Found it. The base class must be decorated with XMLIncludeAttributes
referencing the derived classes. One of those many things that seems
like it ought to be default behaviour.... I wouldn't be so frustrated
even autocompleting these values for me.
Quote:
I'm getting acquainted with the whole XML/XSD thing, and I've run into
a wall. I have a tree of objects that I deserialize from XML for
configuration reasons. I have generated XSD from the classes for this
tree. I have made an XML file that validates against that XSD.

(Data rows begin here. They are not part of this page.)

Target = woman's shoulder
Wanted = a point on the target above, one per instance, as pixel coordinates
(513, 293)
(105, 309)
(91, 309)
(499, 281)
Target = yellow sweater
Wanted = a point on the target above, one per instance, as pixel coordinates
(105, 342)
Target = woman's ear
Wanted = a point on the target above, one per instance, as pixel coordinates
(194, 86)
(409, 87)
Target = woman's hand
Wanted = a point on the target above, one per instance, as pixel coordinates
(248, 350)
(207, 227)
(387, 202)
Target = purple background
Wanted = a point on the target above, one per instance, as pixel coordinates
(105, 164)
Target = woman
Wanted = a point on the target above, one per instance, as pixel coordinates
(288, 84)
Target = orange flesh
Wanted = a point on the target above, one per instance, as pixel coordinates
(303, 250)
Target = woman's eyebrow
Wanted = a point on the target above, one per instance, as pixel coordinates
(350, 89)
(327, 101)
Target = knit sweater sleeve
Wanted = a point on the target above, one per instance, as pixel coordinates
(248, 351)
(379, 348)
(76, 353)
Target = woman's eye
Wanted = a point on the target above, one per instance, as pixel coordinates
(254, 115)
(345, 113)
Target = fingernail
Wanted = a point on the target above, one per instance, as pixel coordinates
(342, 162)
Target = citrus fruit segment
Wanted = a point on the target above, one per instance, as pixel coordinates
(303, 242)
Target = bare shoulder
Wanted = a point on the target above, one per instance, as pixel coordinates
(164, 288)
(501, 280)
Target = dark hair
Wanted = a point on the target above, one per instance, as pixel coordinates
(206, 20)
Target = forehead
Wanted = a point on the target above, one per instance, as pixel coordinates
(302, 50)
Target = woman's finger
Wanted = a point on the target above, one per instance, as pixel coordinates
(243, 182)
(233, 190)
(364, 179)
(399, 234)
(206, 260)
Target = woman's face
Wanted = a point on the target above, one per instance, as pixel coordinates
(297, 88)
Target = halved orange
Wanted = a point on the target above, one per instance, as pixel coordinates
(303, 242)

However, when I try to deserialize from the XML file, I get complaints
that
>
System.InvalidOperationException was unhandled
Message="There is an error in XML document (11, 6)."
>
Now, this is using a validating reader based on XSD that was generated
from the very classes I'm trying to deserialize. The focus of the
problem is this: I use a lot of collections where the collection
contains the base, abstract class and the types within the collection
are of numerous derived classes. As a result, the names of the
XmlArray elements are the name of the abstract class, with the names of
the derived classes held in the xsi:type attribute. It seems that when
the XML Deserializer runs into these XSI:type attributes (the first of
which is at 11,6), it throws a hissy-fit.
>
Thus, the problem:
>
<MergeModules>
<MergeModule xsi:type ="MergeFiles"></MergeModule >
</MergeModules>
>
where MergeModule is my abstract class, "MergeFiles" is my derived
class, and both MergeModules and MergeFiles are valid XSD types that
were generated from the aforementioned assembly classes.
>
What gives? Is there some trick to cajole the XML Deserializer to use
my schema to help it figure out which XSD type corresponds to which
DotNet type? Or do I have to go through the rigamarole of manually
listing every single type that could exist in every single array that
holds a MergeModule? Some of the busiwork of that can be used with
XmlAttributeOverrides, but then I'm pretty sure that XSD.EXE will not
be aware of the procedurally-added attributes, and thus I'd have to go
through a whole different rigamarole with setting up an XSD
schema-exporter within my app.
>
Do I just have to suck it up and accept it that the statement (from the
XSD.EXE documentation):
"""
Classes to XSD
Generates an XML schema from a type or types in a runtime assembly
file. The generated schema defines the XML format used by
System.XML.Serialization.XMLSerializer.
"""
is false? Or is there some workaround, maybe by some bizarre
application of the SOAP deserializer?